The fascinating story of Ken Uston is one that has been the inspiration for countless blackjack players all over the world. For some, it is fame, for others, it is money. And, of course, there are those who play for the sheer love of the game, and the desire to beat the casino on its own turf. The story of Ken Uston begins when he was a young, Jewish boy, graduating Magna cum laude from the prestigious Yale University. At the time, he was a financial genius and had job offers to wait for him. In time, he became the head of a New England telephone company and changed and improved it. Indeed, he showed his faculty for finances and mathematics at a very young age, and those abilities were to help him in what would, in time, make him the most famous blackjack player of all time.
He was always interested in the inherent mathematical possibilities that the game of blackjack but had never put his theories into practice until one day, he received a telephone call, while he was vice president of the Pacific Stock Exchange in San Francisco. The call was from a scientist called Keith Taft. He had heard of Uston, and his impressive blackjack-winning records, and had in mind a plan for him. Uston met with Taft, who explained to him a computer program designed to count cards and thus win in ninety percent of all blackjack games played.

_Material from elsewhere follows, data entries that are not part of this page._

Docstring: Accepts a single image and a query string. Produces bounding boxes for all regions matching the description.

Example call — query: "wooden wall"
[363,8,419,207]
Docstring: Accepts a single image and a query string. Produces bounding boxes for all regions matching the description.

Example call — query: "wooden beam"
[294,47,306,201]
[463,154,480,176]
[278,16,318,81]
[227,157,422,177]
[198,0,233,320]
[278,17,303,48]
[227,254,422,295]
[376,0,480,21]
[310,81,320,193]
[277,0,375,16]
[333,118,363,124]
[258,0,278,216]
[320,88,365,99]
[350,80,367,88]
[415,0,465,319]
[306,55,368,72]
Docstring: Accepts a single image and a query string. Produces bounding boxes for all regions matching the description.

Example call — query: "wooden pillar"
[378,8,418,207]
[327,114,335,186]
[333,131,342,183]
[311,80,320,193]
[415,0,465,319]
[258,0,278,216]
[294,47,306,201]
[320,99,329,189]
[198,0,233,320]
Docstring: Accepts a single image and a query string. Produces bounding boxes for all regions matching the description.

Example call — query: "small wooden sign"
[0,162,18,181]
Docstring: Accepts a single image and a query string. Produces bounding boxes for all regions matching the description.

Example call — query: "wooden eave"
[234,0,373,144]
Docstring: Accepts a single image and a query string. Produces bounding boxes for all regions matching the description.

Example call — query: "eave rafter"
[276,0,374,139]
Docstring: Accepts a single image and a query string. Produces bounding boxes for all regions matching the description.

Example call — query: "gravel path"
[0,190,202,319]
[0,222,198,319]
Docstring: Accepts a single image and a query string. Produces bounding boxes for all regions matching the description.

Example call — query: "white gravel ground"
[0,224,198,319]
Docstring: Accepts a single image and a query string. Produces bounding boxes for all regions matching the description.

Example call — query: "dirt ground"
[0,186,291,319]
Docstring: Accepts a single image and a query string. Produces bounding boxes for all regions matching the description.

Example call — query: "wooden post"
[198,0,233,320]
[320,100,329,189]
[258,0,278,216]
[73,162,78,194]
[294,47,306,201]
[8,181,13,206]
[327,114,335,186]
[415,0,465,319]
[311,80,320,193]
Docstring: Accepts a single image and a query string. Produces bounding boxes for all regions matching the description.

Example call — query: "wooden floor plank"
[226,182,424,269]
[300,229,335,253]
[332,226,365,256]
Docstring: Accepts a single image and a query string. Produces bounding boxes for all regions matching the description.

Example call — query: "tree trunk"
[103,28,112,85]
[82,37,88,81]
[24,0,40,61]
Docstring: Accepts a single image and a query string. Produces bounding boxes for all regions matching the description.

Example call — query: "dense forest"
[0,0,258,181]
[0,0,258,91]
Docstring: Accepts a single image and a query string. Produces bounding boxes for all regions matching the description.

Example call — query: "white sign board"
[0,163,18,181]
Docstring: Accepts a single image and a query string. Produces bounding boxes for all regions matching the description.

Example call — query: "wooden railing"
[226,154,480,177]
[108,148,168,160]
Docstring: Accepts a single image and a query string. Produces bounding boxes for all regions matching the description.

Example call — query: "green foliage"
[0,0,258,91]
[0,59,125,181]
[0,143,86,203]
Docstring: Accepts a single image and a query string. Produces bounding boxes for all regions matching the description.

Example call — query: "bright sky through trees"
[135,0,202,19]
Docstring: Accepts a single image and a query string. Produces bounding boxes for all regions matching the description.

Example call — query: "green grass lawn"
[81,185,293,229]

Ken Uston’s Card Counting Team
Soon Ken Uston and his team were earning thousands upon thousands of dollars each night in the casinos. It seemed there was no limit to the amounts that they could win. At first, the casinos loved their players, whom they perceived at first as money-spending suckers who would lose all their money. However, in time, when the pit bosses began to notice that things were not right, Ken Uston and his team moved to Lake Tahoe, where came their ruination. Uston sent his teams to the casinos armed with money, in order to make thousand-dollar bets. All at once, the pit bosses came upon them, stripped them of their equipment, and put them in jail. When the local police did not know what to make of the computers, they had them sent to the FBI. The FBI returned the machines and said that it was not indeed a cheating device at all. However, that did no help Ken Uston who received threats on his life and died soon after from a mixture of drugs, alcohol, and an unhealthy lifestyle.